Yoshiro didn’t know why he was able to picture the airport so clearly. With no effort on his part, these images just came to him, begging to be written into a novel. But it would be dangerous to write about an airport nobody went to anymore. What if the government was keeping it off limits to the public on purpose, because state secrets were hidden there? Sneaking into a forbidden place to dig up forbidden knowledge didn’t interest him at all. But even if what he published was only a description of what he had imagined, if his fiction happened to correspond too closely to what the airport was really like he might be arrested for leaking state secrets. Proving in a court of law that it had come from his imagination might be awfully difficult. And would they even give him a trial? Not that he found the idea of going to prison particularly frightening, but wondering how Mumei would survive without him worried him so much that he couldn’t bring himself to take many risks.

*

How many years had it been since the absence of animals other than rental dogs and dead cats had ceased to bother him? Though he had heard something about a “Rabbit Union” formed by people who secretly kept rabbits, since he didn’t know anyone who belonged, he couldn’t even show Mumei a living rabbit.
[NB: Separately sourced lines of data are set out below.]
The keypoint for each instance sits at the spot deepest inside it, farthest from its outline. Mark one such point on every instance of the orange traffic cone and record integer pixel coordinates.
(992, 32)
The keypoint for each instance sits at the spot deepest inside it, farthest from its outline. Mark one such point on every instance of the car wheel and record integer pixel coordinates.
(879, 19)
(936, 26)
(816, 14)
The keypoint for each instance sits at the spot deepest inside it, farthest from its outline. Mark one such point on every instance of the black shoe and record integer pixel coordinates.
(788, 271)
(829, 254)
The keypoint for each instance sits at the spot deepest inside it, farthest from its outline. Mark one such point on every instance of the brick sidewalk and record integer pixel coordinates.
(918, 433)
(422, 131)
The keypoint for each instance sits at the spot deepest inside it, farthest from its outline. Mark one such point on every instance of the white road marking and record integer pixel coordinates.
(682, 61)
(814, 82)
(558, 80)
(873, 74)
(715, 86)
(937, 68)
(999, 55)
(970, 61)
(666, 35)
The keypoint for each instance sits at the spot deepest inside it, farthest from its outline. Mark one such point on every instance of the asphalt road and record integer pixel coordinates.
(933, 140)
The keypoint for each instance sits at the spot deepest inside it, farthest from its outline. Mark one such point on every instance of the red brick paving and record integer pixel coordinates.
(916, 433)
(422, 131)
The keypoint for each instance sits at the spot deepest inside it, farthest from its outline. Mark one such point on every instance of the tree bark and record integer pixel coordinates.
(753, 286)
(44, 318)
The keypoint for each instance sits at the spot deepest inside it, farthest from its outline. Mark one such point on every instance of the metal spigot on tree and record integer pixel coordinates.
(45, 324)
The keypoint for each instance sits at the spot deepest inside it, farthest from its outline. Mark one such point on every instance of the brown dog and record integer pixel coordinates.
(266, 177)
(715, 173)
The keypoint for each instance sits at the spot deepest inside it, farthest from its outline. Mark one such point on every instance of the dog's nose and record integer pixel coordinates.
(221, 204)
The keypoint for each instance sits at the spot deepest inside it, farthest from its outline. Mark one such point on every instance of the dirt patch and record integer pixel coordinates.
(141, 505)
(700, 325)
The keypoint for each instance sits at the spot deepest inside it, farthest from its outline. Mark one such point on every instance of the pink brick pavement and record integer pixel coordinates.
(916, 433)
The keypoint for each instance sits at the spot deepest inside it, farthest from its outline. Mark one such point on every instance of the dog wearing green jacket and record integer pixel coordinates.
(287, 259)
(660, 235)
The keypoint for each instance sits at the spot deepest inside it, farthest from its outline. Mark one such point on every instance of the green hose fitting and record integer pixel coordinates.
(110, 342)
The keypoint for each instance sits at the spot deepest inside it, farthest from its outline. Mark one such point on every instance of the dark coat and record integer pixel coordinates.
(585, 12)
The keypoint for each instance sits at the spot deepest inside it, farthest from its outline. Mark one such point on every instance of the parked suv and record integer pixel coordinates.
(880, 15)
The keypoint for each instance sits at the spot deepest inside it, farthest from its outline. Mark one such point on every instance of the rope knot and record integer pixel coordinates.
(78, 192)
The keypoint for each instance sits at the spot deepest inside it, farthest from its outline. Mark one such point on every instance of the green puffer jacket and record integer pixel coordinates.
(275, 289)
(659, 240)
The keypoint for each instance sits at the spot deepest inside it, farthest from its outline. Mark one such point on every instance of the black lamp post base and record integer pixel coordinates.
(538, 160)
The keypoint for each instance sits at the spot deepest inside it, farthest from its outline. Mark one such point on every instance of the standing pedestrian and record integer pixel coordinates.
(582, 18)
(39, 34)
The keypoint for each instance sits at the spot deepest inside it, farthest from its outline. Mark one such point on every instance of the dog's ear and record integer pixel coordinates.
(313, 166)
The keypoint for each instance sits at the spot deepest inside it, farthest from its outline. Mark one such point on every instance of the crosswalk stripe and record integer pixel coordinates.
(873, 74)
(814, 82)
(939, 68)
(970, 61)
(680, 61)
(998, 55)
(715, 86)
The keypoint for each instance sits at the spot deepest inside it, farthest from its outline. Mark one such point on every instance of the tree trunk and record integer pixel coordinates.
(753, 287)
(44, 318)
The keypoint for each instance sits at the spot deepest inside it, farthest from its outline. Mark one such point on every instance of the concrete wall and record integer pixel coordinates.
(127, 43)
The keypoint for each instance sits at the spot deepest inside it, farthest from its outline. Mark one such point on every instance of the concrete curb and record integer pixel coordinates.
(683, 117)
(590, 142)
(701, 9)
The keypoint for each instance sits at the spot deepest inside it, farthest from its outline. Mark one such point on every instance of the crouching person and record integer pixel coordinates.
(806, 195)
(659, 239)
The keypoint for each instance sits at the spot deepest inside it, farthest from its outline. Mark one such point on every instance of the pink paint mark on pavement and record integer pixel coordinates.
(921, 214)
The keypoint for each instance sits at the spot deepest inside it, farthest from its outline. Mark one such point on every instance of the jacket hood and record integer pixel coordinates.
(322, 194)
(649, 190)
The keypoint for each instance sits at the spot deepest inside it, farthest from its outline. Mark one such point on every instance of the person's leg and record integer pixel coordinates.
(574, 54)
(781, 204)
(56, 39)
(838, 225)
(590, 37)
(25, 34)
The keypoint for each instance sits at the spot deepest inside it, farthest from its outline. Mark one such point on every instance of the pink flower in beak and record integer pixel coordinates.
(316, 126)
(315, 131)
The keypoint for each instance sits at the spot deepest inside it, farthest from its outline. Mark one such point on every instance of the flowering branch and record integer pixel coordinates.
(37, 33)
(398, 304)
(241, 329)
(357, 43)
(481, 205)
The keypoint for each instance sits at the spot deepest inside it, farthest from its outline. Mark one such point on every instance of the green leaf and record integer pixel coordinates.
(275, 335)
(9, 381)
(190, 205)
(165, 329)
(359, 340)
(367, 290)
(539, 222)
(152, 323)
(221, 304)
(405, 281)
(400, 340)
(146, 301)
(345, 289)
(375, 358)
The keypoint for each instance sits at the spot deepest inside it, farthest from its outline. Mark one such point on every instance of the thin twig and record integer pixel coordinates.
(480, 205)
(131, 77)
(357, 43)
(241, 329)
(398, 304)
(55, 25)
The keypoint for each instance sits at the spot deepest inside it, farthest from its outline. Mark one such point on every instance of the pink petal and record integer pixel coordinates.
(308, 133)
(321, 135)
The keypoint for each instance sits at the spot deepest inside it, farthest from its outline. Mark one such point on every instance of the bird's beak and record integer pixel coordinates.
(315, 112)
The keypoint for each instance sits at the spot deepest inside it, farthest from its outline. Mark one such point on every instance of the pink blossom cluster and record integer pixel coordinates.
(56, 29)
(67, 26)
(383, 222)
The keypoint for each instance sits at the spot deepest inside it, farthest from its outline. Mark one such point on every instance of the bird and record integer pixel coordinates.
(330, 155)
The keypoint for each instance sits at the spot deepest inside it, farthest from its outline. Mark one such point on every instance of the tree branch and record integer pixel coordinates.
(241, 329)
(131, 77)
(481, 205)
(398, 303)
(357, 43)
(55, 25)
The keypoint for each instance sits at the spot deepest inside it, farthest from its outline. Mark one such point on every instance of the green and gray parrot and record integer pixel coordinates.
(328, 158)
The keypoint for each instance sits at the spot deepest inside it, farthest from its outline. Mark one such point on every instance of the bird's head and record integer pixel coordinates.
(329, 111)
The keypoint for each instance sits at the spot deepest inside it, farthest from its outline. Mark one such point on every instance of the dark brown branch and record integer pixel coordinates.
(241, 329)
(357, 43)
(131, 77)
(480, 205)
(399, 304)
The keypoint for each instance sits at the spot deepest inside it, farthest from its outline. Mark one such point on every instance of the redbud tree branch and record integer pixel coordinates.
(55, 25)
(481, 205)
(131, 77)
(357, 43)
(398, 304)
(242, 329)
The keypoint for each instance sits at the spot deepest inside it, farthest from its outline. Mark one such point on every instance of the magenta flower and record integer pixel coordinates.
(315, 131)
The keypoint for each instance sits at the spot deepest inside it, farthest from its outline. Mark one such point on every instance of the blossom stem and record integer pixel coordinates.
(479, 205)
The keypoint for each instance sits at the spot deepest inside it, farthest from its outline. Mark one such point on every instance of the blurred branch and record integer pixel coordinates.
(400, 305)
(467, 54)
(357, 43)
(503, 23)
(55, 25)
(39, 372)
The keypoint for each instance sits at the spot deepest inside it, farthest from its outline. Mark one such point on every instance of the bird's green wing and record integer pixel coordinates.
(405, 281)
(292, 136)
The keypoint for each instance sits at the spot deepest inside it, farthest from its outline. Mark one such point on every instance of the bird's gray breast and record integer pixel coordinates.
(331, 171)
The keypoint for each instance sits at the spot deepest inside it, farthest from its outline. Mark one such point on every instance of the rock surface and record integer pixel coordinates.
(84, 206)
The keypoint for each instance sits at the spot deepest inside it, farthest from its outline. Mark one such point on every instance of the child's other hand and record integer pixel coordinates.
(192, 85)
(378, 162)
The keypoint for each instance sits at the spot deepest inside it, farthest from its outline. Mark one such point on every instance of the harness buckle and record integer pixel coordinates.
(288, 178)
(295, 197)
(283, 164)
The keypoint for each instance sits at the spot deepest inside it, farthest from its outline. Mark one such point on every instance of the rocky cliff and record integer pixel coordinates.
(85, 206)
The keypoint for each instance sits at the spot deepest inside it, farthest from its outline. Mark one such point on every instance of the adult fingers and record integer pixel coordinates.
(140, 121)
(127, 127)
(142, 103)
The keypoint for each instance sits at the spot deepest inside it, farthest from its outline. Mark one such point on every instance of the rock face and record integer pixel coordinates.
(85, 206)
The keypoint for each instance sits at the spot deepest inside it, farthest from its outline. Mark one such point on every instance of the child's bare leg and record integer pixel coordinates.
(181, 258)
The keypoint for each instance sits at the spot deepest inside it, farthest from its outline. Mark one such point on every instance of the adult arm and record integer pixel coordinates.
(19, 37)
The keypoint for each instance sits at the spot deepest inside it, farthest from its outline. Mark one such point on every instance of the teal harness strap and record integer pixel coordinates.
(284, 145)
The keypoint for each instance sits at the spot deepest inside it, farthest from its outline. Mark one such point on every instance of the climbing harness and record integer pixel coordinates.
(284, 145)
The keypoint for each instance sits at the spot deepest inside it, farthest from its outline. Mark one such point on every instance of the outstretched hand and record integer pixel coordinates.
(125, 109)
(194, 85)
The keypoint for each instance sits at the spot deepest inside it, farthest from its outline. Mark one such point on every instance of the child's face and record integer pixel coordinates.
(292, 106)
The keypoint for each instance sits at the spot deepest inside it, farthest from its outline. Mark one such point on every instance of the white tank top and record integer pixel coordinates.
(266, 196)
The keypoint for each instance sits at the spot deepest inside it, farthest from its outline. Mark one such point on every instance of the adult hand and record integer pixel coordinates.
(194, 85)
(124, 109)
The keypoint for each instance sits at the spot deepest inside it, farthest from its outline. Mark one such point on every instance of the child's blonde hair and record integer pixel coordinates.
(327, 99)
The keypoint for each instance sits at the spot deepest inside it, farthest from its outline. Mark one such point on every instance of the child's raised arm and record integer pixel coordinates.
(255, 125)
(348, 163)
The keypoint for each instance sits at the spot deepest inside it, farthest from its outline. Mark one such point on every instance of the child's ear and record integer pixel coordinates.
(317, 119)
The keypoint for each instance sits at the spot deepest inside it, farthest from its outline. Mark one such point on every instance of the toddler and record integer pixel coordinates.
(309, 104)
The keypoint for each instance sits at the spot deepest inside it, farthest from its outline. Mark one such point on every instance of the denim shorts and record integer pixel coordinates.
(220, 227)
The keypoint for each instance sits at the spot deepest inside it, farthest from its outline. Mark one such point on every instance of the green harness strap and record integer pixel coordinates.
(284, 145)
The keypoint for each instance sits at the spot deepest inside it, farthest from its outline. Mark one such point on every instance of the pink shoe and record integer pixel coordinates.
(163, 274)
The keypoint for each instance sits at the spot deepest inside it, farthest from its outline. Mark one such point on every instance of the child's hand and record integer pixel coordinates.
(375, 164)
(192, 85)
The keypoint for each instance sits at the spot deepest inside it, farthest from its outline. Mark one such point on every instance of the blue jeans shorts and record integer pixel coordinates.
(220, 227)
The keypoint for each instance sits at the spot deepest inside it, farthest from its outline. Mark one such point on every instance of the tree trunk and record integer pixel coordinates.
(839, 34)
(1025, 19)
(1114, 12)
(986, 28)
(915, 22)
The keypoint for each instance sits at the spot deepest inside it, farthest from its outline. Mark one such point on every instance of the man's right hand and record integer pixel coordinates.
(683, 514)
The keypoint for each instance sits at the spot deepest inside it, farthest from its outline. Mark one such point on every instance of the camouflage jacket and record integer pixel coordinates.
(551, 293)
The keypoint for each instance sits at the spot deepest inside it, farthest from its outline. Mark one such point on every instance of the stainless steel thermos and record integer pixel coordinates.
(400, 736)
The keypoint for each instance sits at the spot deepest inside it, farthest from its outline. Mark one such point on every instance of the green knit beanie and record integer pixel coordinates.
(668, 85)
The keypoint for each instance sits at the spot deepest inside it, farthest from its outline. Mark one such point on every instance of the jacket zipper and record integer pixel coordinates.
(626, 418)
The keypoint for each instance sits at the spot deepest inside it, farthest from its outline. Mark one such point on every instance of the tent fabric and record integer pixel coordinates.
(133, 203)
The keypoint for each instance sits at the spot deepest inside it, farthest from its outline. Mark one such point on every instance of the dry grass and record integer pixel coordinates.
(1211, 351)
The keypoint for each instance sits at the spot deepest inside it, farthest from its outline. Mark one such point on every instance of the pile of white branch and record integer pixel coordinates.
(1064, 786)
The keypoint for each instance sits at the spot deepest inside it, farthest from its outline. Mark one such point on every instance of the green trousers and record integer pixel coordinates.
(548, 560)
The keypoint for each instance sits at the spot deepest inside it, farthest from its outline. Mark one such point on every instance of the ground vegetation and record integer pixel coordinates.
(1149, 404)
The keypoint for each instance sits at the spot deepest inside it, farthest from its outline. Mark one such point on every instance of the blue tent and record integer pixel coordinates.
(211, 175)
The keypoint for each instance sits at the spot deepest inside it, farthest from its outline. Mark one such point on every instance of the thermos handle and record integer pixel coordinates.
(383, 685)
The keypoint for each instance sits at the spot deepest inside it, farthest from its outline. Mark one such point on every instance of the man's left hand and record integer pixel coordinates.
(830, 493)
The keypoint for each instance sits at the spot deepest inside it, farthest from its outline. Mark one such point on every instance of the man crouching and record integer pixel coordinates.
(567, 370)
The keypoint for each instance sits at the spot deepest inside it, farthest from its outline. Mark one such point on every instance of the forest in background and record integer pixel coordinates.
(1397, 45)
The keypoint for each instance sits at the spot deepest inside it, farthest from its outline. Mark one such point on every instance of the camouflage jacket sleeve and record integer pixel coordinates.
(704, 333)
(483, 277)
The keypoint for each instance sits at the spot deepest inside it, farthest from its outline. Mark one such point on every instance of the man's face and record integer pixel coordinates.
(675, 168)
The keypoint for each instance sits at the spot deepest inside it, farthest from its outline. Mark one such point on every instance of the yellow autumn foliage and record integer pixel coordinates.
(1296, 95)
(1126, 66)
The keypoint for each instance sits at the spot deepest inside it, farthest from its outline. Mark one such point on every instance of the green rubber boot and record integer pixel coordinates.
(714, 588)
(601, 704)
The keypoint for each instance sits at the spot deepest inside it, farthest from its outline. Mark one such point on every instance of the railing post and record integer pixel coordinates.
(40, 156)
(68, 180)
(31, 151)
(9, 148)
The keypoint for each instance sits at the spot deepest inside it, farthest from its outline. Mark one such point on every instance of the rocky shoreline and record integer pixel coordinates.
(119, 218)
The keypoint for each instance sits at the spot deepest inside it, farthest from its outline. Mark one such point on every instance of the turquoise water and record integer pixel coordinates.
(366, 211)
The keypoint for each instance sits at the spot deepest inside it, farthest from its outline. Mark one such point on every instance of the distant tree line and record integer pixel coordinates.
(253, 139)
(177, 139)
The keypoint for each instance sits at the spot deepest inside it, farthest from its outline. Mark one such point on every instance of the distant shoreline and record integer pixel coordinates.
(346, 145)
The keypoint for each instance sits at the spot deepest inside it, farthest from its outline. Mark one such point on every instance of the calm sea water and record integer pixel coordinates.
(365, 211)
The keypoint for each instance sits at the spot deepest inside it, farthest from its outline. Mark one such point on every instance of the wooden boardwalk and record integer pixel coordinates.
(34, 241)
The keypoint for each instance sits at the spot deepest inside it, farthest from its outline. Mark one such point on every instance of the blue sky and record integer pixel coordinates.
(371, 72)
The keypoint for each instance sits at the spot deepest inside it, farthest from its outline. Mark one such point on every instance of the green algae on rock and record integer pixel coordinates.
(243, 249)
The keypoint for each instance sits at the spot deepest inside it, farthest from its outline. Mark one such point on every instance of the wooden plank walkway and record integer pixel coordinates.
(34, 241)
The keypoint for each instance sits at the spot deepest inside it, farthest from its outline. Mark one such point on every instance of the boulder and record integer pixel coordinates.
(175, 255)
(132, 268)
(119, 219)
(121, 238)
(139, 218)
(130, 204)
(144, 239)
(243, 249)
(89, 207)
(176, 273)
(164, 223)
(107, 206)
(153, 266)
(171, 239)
“Just wait, Mumei. Great-grandpa will cut through the jungle of vegetable fiber your teeth can’t manage, carving out the road to health and life. I will be your teeth. Mumei, absorb the sun into your body. Imagine you’re a shark, your mouth full of fine, white teeth, so huge and sharp that whoever sees them runs away in terror. Your saliva is at high tide, wave upon wave filling your mouth, your throat muscles so strong you could swallow the earth. Your gut is an indoor pool, full of gastric juices, and under its glass roof the sun soaks in your gastric pool. Unlike other planets, the earth is blessed with the sun’s light every day. Thanks to Lord Apollo, it is full of strange and wonderful forms. Even now, jellyfish, octopi, frilled lizards, crabs, rhinoceroses, human beings, and lots of other creatures live on the earth, changing all the time. Buds sprout from an embryo, which opens in the shape of a heart, tadpoles like little musical notes turn into frogs like the round wooden drums you see in temples, caterpillars become butterflies, wrinkly newborns age into wrinkled old men. In the past ten years or so, lots of species have gone extinct, but the earth is still warm, and bright.”